Religious music has a beautiful and grand tradition going back thousands of years, from the musicians appointed by the Hebrews to praise God with instruments and song in Solomon’s Temple, to beautiful psalms written by medieval men of God, to hymns written by humble preachers saved by grace. Fast-forward into the 21st century, and we have what is known colloquially as “praise” or “worship” music. This music has none of the spiritual depth of the religious music of days gone by, but rather sounds like an adolescent pop song–declaring love for God in much the same way that one fourteen-year old would for another. It also seems to be shot through with a remarkable dose of narcissism—listen to a few of these songs, and note how often the first person “I” is used. Beyond that, because it has more of a “sound” calculated to stir emotion rather than an actual “tune,” it is very difficult to sing to—I’ve witnessed a group of pro-lifers stumble their way awkwardly through a “praise” song, and then bellow out “Amazing Grace” with vocal vigor.
“Praise” music (which has largely replaced “Christian rock” when it became apparent that a genre based on rebellion didn’t suit a message based on submission) fulfills in many modern churches a simple need: Young people like pop music. So, make religious music indistinguishable from pop music, and they will come. I believe “praise” music is not catered towards actually praising God, but rather towards coaxing people into praising God. When you can switch between a pop station on the radio and a “worship station” without being able to tell the difference unless you listen intently to the lyrics, it is clear that the music really isn’t about the lyrics—just like the rest of pop music. It may be catchy, but it does nothing to beckon one’s attention above, towards the Divine, or turn one’s thoughts toward things not temporal but eternal. Much of “praise” music fails to do precisely what it claims to. One does not catch a glimpse of the eternal when “praise” music is being played—but rather, a snapshot of what 21st century culture looks like.

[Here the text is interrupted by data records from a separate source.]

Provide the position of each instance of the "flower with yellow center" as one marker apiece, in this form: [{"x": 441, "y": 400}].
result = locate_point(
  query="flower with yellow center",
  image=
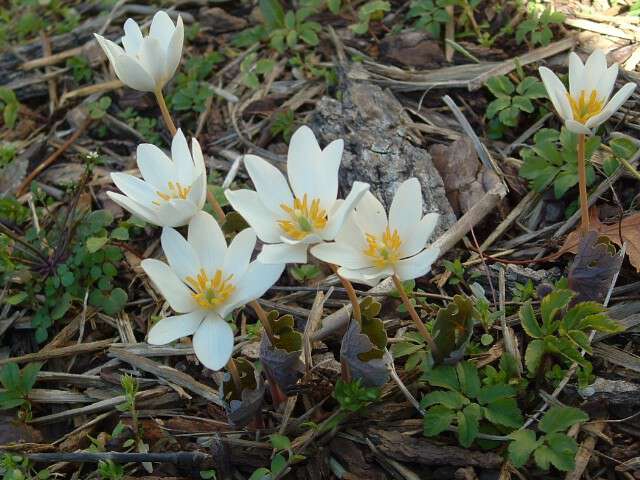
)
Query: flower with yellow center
[
  {"x": 586, "y": 105},
  {"x": 290, "y": 216},
  {"x": 371, "y": 247},
  {"x": 204, "y": 281},
  {"x": 172, "y": 190}
]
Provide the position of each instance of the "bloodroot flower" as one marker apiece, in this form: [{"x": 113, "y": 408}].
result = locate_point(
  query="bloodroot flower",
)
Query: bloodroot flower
[
  {"x": 204, "y": 281},
  {"x": 289, "y": 222},
  {"x": 146, "y": 63},
  {"x": 371, "y": 247},
  {"x": 586, "y": 106},
  {"x": 172, "y": 190}
]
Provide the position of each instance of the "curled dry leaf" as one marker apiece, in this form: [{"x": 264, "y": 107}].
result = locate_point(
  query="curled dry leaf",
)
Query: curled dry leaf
[
  {"x": 452, "y": 330},
  {"x": 362, "y": 349},
  {"x": 242, "y": 407},
  {"x": 282, "y": 362},
  {"x": 594, "y": 268}
]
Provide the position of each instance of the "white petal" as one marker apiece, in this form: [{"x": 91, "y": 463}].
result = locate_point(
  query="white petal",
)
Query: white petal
[
  {"x": 173, "y": 52},
  {"x": 417, "y": 237},
  {"x": 341, "y": 255},
  {"x": 133, "y": 187},
  {"x": 182, "y": 158},
  {"x": 152, "y": 60},
  {"x": 370, "y": 215},
  {"x": 207, "y": 239},
  {"x": 136, "y": 209},
  {"x": 258, "y": 278},
  {"x": 406, "y": 208},
  {"x": 417, "y": 266},
  {"x": 279, "y": 253},
  {"x": 247, "y": 203},
  {"x": 576, "y": 74},
  {"x": 368, "y": 276},
  {"x": 133, "y": 74},
  {"x": 180, "y": 254},
  {"x": 270, "y": 184},
  {"x": 172, "y": 328},
  {"x": 576, "y": 127},
  {"x": 239, "y": 253},
  {"x": 162, "y": 28},
  {"x": 169, "y": 285},
  {"x": 155, "y": 167},
  {"x": 557, "y": 93},
  {"x": 213, "y": 342},
  {"x": 303, "y": 164},
  {"x": 132, "y": 40},
  {"x": 337, "y": 219}
]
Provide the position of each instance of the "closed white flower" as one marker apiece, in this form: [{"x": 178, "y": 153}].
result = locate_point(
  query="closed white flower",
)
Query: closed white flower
[
  {"x": 172, "y": 189},
  {"x": 371, "y": 247},
  {"x": 146, "y": 63},
  {"x": 203, "y": 282},
  {"x": 586, "y": 105},
  {"x": 289, "y": 222}
]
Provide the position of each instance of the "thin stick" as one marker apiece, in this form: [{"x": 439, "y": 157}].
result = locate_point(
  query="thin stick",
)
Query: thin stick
[
  {"x": 351, "y": 293},
  {"x": 414, "y": 315},
  {"x": 582, "y": 184},
  {"x": 166, "y": 116},
  {"x": 213, "y": 202},
  {"x": 235, "y": 376},
  {"x": 264, "y": 320}
]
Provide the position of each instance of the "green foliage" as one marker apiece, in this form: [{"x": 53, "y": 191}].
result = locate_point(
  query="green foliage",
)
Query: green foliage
[
  {"x": 373, "y": 10},
  {"x": 563, "y": 331},
  {"x": 80, "y": 69},
  {"x": 302, "y": 273},
  {"x": 430, "y": 15},
  {"x": 9, "y": 105},
  {"x": 466, "y": 403},
  {"x": 511, "y": 100},
  {"x": 535, "y": 30},
  {"x": 18, "y": 383},
  {"x": 554, "y": 447},
  {"x": 191, "y": 89},
  {"x": 553, "y": 159}
]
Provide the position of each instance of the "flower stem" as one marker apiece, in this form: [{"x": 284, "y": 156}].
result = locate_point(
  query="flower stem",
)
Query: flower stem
[
  {"x": 217, "y": 209},
  {"x": 264, "y": 320},
  {"x": 235, "y": 376},
  {"x": 582, "y": 184},
  {"x": 166, "y": 116},
  {"x": 422, "y": 328},
  {"x": 351, "y": 293}
]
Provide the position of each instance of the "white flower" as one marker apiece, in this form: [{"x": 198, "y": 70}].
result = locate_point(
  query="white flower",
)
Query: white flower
[
  {"x": 203, "y": 282},
  {"x": 290, "y": 222},
  {"x": 173, "y": 190},
  {"x": 369, "y": 247},
  {"x": 146, "y": 63},
  {"x": 587, "y": 104}
]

I realize that these five points each deserve an (much more comprehensively argued) essay, and that I can justifiably be accused of many generalizations and of ignoring many genres, sub-genres, indie music, and on and on. (I would argue, however, that these defy the cultural trend rather than define it.) I offer a few thoughts on modern music only because as famed Victorian art critic John Ruskin pointed out, “Music when healthy is the teacher of perfect order, and when depraved, the teacher of perfect disorder.” Much of today’s music seems to aimlessly revel in disorder while being accepted as apparently inconsequential by most people. Music is now everywhere, pulsing into our consciousnesses from every venue–and we should at least pause now and again to analyze what impact that might be having.